All of my pottery for many years (no, I don't think I'll say how many!) has been wheel thrown. I have loved the process: the nearly fluid clay, the smooth flow of opening and raising a cylinder, coaxing the nuances of form into the thinned walls, and creating all the delicate finality of the lip. So it is to my own surprise that I find the question recurring: should I try an entirely new technique?
More than one factor has been contributing to the question. The first is one of form. Ever since I began in ceramics, I have been deeply impressed by classic coiled pottery forms. In particular I have admired Minoan ceramics, which I feel are not given enough attention. Their decoration is so perfectly in accord with the forms beneath, everything so balanced into a single unit of aesthetic excellence. But beyond this, I love the shapes, and the shapes are by no means natural to wheel-thrown work.
More recently I've begun paying closer attention to the traditional ceramics of the Americas. These, again, are hand-built, not wheel-thrown. A recent series of vases - still unfired - found me attempting to simulate these effects on the wheel.
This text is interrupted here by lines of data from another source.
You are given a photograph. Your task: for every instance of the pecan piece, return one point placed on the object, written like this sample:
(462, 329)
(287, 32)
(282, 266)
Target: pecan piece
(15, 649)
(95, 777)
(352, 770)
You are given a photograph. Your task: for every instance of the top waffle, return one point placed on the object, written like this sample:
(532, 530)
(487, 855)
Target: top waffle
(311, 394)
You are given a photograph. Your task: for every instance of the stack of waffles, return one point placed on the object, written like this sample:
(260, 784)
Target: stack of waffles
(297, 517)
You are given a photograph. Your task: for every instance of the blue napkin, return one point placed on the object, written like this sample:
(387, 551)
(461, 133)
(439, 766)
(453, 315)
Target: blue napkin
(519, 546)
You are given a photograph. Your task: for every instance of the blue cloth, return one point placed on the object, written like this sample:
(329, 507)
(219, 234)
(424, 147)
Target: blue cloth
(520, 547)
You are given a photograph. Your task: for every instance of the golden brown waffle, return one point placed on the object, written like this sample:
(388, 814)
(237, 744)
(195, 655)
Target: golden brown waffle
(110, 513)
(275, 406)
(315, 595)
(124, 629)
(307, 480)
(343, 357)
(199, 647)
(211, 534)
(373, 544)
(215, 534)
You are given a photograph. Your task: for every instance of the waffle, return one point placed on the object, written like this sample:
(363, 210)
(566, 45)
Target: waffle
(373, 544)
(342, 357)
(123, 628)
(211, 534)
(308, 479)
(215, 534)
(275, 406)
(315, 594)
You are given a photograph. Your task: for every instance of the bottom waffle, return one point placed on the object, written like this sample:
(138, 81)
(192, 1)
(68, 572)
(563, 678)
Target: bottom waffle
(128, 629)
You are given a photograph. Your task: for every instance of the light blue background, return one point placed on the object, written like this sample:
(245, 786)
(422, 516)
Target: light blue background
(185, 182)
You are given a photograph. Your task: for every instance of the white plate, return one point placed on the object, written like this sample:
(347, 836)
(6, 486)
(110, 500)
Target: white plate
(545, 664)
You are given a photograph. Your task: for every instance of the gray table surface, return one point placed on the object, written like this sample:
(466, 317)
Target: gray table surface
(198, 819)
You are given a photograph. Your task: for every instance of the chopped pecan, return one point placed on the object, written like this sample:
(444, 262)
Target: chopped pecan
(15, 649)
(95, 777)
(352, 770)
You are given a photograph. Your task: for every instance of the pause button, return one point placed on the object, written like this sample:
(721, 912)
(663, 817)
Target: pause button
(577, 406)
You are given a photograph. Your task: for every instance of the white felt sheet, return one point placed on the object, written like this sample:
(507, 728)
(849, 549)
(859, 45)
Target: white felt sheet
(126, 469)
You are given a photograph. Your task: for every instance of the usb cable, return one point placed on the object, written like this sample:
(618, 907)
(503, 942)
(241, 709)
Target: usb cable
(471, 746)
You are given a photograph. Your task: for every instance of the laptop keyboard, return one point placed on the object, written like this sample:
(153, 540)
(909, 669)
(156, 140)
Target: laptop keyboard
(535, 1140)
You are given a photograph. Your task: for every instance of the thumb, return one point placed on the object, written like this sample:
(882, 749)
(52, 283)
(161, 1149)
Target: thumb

It is not so much a question of it being difficult, but rather of it being unnatural to the technique. I suppose I am being a bit of a purist, but why should I attempt these forms on the wheel when they are in their native element coiled?
|Two unfired vases from the series inspired by traditional coiled forms
Truth to tell, I've never coiled pottery successfully. I've never been interested in learning. Till now.
So I have been spending quite a bit of time studying up lately. And among other things I find that many traditional techniques from around the world commence the coiling with a base formed inside a slump mould. This mould, in which the piece remains until the pot's form is complete, provides support to its lower section as it increases in height. It is a coiled version of all the care that goes into gauging how thick to throw the walls near the base of a wheel-formed pot.
I decided to give myself the advantage of starting with such a mould in my earliest experiments. This meant making the mould. I went out to the wheel... Yes, I threw the basic form! Old habits will die hard if they die at all! I prepared everything for casting; and my sister, who knows how I detest mould-making, kindly did the actual pouring.
I half-intended to let the form dry and shrink inside the cast plaster, but my sister reminded me that I had used my stoneware clay. This is my own recipe; it is quite plastic and is notoriously tough when fully dried - not the typical fragile greenware of less plastic clay bodies. So I dug out the form, which released easily from the still damp plaster, leaving the new mould almost ready to go.